5) De vijfde functie, sport als mogelijkheid tot interactie, spreekt eigenlijk voor zich. Vanwege de gedeelde sportieve interesses komt men in contact met anderen. Sport biedt enerzijds mogelijkheden om nieuwe vrienden te maken, bestaande vriendschapsrelaties te continueren en te verdiepen, anderzijds kunnen er ook negatieve relaties tussen verschillende personen of groepen ontstaan door bijvoorbeeld conflicten, verraad en het uitdagen van mensen.
6) Een zesde functie betreft de ontlading of catharsis. Sport is een uitlaatklep, een afleiding voor agressie en seksuele problemen. Maar voor diegenen die sport gebruiken om zichzelf te bewijzen in plaats van zichzelf te uiten, kunnen net zo goed negatieve emoties opgeroepen worden. Bij een verloren wedstrijd maken gevoelens van blijheid en voldoening plaats voor gevoelens van boosheid, teleurstelling en irritatie.
7) Een zevende functie heeft betrekking tot de persoonlijke ontwikkeling. Sport kan als mogelijkheid worden gezien tot ontplooiing, zelfkennis en uiteindelijk tot persoonlijke ontwikkeling. Dit kan vervolgens leiden tot een gevoel van eigenwaarde en zelfactualisatie. Hoewel deze functie gebaseerd is op theoretische concepten uit de literatuur, is deze tot op heden niet empirisch onderbouwd. Longitudinaal onderzoek is dus nodig om een oorzaak-gevolgrelatie van persoonlijke ontwikkeling te kunnen vaststellen.

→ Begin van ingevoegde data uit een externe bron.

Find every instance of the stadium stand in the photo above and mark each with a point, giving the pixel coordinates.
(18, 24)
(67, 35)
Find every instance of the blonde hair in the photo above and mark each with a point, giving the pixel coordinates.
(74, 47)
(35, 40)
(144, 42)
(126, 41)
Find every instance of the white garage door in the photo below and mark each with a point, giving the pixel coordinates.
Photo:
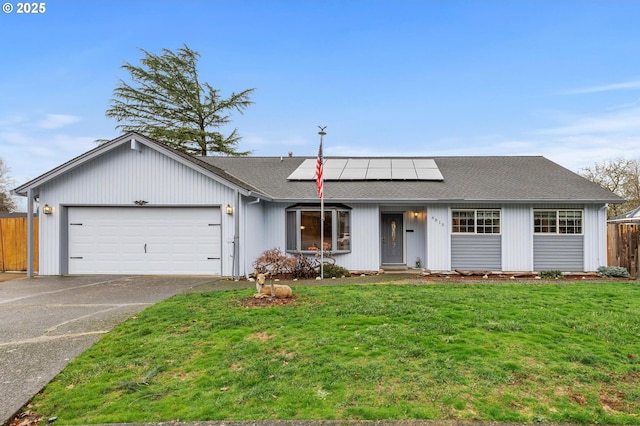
(144, 240)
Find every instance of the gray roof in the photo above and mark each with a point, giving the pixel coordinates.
(523, 179)
(466, 179)
(630, 216)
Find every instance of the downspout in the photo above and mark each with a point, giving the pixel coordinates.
(256, 201)
(29, 233)
(236, 239)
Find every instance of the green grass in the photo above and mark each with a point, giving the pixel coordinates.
(561, 352)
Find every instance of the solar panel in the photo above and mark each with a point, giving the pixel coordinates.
(429, 174)
(378, 174)
(354, 174)
(370, 169)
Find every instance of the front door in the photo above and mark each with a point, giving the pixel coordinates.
(392, 234)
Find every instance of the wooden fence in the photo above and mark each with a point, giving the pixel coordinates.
(623, 244)
(13, 244)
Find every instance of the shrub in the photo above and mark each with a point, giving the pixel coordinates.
(335, 271)
(551, 274)
(275, 262)
(304, 268)
(613, 271)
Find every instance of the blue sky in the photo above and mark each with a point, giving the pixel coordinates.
(426, 78)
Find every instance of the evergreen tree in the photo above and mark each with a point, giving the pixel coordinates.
(7, 204)
(167, 102)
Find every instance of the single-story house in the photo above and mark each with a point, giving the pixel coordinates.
(134, 206)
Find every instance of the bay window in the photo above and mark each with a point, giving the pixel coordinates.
(480, 221)
(305, 228)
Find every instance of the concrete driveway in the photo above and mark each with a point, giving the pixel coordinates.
(47, 321)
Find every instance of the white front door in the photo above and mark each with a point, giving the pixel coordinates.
(144, 240)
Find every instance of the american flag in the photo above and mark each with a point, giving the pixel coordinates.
(319, 173)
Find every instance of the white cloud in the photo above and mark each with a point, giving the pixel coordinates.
(55, 121)
(629, 85)
(623, 120)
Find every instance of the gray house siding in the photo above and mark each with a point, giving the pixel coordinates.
(476, 252)
(595, 237)
(132, 168)
(558, 252)
(517, 238)
(438, 224)
(118, 178)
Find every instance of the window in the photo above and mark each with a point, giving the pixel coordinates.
(304, 229)
(481, 221)
(557, 221)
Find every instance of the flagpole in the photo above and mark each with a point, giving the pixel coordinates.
(321, 178)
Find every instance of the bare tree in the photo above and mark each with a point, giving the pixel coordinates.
(620, 176)
(168, 102)
(7, 204)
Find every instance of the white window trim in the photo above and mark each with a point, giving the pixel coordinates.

8) Ten achtste wordt aan sport een ordescheppende functie toegeschreven. Het houdt jongeren van de straat en kan worden ingeschakeld voor de correctie van afwijkend gedrag. Maar ook hier zijn de empirische gegevens schaars en niet consistent. In het algemeen wijst onderzoek uit dat deviant gedrag onder sporters gelijk of minder is dan onder niet-sporters. Bovendien kan er een onderscheid gemaakt worden tussen de graad van delinquentie en de aard van de beoefende sport. Zo plegen vechtsporters en voetballers vaker delicten dan sporters uit andere categorieën.
29
9) Een negende functie van sport betreft de socialisatie. Dit is een complex ontwikkelingsproces waarbij kennis, waarden en normen worden geleerd die essentieel zijn voor de deelname aan het sociale leven. Aan sport wordt dus een opvoedkundige functie toegeschreven waarbij een veelzijdige vorming, zoals omgaan met misverstanden, sportiviteit en eerlijkheid, wordt nagestreefd. Er is echter weinig empirisch bewijsmateriaal dat sport een belangrijk element is in het socialisatieproces.
10) Tenslotte kan sport een middel zijn om erkenning en sociale status te verkrijgen. De waardering hangt waarschijnlijk wel af van de prestaties die de persoon zelf levert en/of van zijn club. Ook deze betekenis van sport is niet empirisch onderbouwd.
Parallel wordt in de sportsociologie verwezen naar het belang van 'sociaal kapitaal' bij de maatschappelijke integratie van individuen en groepen. Deze term verwijst volgens Putnam naar “... connections among individuals - social networks and the norms of reciprocity and trustworthiness that arise from them ... Social capital calls attention to the fact that civic virtue is most powerful when embedded in a sense network of reciprocal social relations ...”. Sportdeelname kan in dit perspectief gezien worden als een vorm van burgerschapsparticipatie. Het versterkt immers de sociale binding tussen mensen en verbreedt het persoonlijke sociale netwerk.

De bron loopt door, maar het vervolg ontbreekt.